モデルロケット設計シート(HRC)を使ったが A3判だったので実寸で設計図を書こうとしてシートに収まらない生徒には、A1判の方眼紙使わせた。中学生、小学校6年くらいになると1/5とか1/4という縮尺図面も難無く使いこなせるようだ。小学校4年では線引き(定規)を使って図面を書くことあるいは寸法を入れることも少し難しい。

基本設計審査
おもしろロケットのなかで1機、これは飛びそうにないぞという設計があったが、飛びそうにないようなユニークな形(ファミコンキャラ)を飛ばすというのが彼の目的であったので意志を尊重した。スケールモデルはどれもかなり硬派なものぞろい。形の複雑なサターンIB、ただ打ち上がるだけでなくグライダーリカバリーするというスペースシャトル。打ち上がりグライダーリカバリーし、ブースターも分離させるというスケール+パフォーマンスもねらうエネルギアブランに至っては、インストラクター諸氏の指導力を信じるのみ・・・・・・でパスさせた。 スポーツロケットのうち高高度を狙うものが2あった。ひとりはオギブノーズ、安定の取り易い長いボディーチューブ、ボートテイル、薄くて小さな4枚フィンを設計し、15g以下の軽量化を目指す。もうひとりはノーズからテール全体にかけて連続した流線形を与えるために直径30mmのバルサ棒から機体を削り出す。
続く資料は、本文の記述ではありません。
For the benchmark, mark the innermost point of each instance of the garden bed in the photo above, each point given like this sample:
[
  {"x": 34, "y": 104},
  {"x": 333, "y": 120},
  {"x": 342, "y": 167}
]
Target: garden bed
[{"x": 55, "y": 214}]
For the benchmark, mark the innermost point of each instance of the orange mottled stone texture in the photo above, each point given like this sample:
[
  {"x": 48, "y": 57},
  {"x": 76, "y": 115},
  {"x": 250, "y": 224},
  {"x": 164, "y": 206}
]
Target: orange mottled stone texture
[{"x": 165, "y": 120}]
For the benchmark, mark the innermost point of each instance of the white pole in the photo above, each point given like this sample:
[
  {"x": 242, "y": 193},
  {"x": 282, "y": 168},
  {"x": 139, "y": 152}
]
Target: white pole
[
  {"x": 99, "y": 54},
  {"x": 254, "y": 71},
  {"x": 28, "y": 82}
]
ブーストグライダーは2機のカナードグライダーを搭載しブースターは尾翼を持たないもの。ノーズコーンに卵のような膨らみを持たせたいからどうしても発泡スチロールから削るというこだわりよう。 おもしろロケットはさまざまで、サイズは出来るだけ小さなミニミニサイズのものから、自分の身長と同じ長さのものをつくるというものがあったり・・・・・。むしろスクラッチロケットが自分で見つけて持って来たノーズコーンにこだわったり、アルミホイルの芯にこだわったりであるがもっともノーマルな形に収まりそうなものはこれ。
基本設計・審査・材料確保と順調に推移。最近の子供達はコンピューターにも臆するところはなく、どんどん自分でデータ入力し結果を得ていく。山田会長がゲームのように楽しいグラフィックスがついていないと・・と心配しておられたことがあったが、ゲームとちがってそれが最終目的ではなく手元の自分のロケットが最終結果であるわけだから、シミュレーションなども時間・加速度・速度・高度などが数字として表示させるだけで必要十分であることが確認できた。審査で指摘してここをああしろこうしろといわずとも、自分で問題点に気が付き対策を相談にくるとかいうことがきちんとできるような動機付けとしても価値を感じた。今回はパソコンが1台しか用意出来なかったので順番待ちで時間をロストしたが、それでも予定した16:00までには1人を残して作り上げ、塗装を施すまでになった。設計を手直ししては繰り返し計算が必要な場合もあるため、5人に1台は欲しいところ。

みんなが帰ったあとに残り、お迎えを待たせながらもくもくとツイングライダーに取り組む1人。彼はとにかくこだわるタイプで、初めから他より遥かに工程が遅れていても全然気にする様子がなく、最後まで工作室とパソコンとインストラクターを独占して18:00までじっくり検討(健闘?)